Mais à cet instant, il comprit qu'il avait gagné quelque chose de plus précieux :
Un moment brut, honnête, où il avait entrevu un peu plus de celle qu'il aimait, au-delà des apparences et de son propre plan.
— Merci à toi, murmura-t-il à son tour, la voix étrangement douce.
Il baissa légèrement les yeux.
— D'avoir accepté... et d'avoir rendu ce moment spécial.
Les derniers mots s'échappèrent dans un souffle, à peine audibles, comme s'il n'osait pas les laisser résonner trop fort.
Alix ne répondit pas tout de suite.
Un courant d'air frais s'engouffra dans le tunnel du métro, soulevant doucement ses tresses, et il eut cette impulsion idiote de vouloir tendre la main pour en replacer une.
Mais déjà, le grondement métallique de la rame approchait, brisant la bulle fragile qui s'était formée autour d'eux.
— Bon... je vais y aller. C'était vraiment sympa.
Elle lui adressa un dernier sourire, chaleureux mais sans promesse.
Puis, sans un mot de plus, elle se détourna, déjà absorbée par l'écran de son téléphone, probablement à la recherche du meilleur itinéraire pour rentrer.
Ezra la regarda s'éloigner, immobile.
Un léger soupir lui échappa alors qu'il leva les yeux vers le ciel, observant les lumières diffuses de la ville se fondre dans la nuit.

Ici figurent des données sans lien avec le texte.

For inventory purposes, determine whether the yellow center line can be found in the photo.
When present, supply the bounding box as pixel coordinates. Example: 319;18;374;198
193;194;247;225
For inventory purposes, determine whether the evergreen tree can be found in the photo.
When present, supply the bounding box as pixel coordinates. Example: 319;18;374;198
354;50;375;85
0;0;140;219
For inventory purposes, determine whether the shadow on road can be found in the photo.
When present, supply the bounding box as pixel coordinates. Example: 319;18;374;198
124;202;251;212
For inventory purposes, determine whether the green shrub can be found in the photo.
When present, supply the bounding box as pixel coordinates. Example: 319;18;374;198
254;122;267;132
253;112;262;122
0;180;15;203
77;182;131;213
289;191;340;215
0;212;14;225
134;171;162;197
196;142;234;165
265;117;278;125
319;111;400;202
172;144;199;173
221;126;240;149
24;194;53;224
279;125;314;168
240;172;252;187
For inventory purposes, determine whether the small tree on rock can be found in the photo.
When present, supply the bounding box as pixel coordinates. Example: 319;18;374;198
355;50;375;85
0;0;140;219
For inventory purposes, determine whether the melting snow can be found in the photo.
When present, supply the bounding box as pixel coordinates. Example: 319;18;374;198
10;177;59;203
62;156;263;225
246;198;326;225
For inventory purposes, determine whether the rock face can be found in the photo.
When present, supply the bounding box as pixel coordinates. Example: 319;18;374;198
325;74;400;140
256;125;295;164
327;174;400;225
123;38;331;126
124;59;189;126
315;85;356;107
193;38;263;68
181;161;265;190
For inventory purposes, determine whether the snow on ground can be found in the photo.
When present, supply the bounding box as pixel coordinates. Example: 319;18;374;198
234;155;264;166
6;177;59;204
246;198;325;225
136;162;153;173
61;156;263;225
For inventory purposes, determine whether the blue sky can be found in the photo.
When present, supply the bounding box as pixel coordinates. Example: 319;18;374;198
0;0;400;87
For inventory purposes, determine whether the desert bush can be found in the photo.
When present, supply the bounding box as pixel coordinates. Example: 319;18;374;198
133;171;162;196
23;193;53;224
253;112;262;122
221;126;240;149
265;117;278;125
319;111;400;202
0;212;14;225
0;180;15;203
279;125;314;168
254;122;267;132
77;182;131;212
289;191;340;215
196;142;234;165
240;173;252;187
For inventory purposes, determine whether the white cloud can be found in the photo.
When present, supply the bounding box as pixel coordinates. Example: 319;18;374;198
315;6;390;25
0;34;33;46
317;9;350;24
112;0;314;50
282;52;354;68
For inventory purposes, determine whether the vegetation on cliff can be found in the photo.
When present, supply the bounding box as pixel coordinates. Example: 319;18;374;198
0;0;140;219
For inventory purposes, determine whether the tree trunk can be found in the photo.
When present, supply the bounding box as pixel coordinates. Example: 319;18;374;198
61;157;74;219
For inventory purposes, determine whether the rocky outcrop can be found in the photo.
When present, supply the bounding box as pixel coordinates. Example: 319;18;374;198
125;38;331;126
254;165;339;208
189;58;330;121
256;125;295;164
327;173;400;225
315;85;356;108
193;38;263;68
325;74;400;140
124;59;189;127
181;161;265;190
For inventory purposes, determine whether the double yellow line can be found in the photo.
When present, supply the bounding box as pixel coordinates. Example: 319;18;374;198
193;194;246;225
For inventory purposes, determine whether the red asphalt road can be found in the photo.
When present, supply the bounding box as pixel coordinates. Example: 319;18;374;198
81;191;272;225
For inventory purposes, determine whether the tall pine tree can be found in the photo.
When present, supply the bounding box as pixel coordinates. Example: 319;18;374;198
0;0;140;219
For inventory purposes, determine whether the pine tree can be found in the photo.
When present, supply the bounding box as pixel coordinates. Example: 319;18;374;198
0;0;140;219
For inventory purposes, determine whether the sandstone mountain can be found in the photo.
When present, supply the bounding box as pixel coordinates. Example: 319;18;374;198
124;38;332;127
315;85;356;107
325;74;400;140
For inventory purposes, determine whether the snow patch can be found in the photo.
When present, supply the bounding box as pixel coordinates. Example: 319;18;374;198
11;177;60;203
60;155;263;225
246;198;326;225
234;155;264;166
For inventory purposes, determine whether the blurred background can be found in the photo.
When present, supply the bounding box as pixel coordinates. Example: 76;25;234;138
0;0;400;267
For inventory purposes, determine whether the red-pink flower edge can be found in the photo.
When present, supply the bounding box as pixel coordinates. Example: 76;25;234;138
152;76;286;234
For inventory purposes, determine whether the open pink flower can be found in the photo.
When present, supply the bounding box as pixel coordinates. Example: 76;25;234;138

Cette soirée n'était qu'un minuscule pas sur le chemin qu'il s'était promis d'emprunter.
Un début fragile, incertain.
Mais il n'avait pas dit son dernier mot.
Alors qu'il descendait lentement les marches du métro, une résolution nouvelle s'imposa à lui.
La prochaine fois, je ferai mieux. Je lui montrerai qui je suis vraiment.